What, you mean that when you write your
Mac OS app in XCode you don't see a checkbox that says "compile this program for the upcoming super-secret ARM-based Mac that hasn't been announced yet and probably runs OS X 10.16 which hasn't been announced either..."? Gosh, I wonder why that might be...
If/when Apple release a version of XCode with MacOS-on-ARM support - there
will be something like an "ARM" checkbox (and probably an ARM+x86 'fat binary' option) and your "few little apps" will almost certainly compile and run on ARM.

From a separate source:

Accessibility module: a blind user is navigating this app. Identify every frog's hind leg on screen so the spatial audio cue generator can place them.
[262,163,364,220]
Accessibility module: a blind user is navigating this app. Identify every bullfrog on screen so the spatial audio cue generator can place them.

Maybe what you mean is that you can't just compile your Mac apps for iPad - but that's because Mac and iPad have different
operating systems (which actually have a lot in common but use different libraries for handling application start/stop, user interfaces, file access etc.) - but that's
nothing to do with x86 vs ARM.
I've been working on some code that receives MIDI and drives a multi-channel USB audio interface to generate control signals, envelopes, low-frequency sine/triangle/sawtooth waves etc. to control a synth. It runs on both x86 MacOS and a ARM-based Raspberry Pi - the code is 99.9% identical because it is written using Unix/Posix calls and a third party library for portable audio programming (probably written on an x86 but builds fine on the Pi). ARM vs. x86 doesn't come into it, even when filling sound buffers at audio rates, using multithreading and locking. Compile it on the Mac and you get a Mac binary, compile on the Pi and you get an ARM binary. Strictly no assembly language needed - even on the Pi4 it can generate audio-frequency sine waves (which wasn't really the plan)
by calling the freaking floating point Sin function 44100 times a second. Modern computers are fast...
Seriously, if you're writing processor-dependent source code
at application level in 2020 then you're holding it wrong. Drivers, rendering engines etc. may be another matter, but, frankly that's a job for the OS and not having it hard-coded in applications is a Good Thing.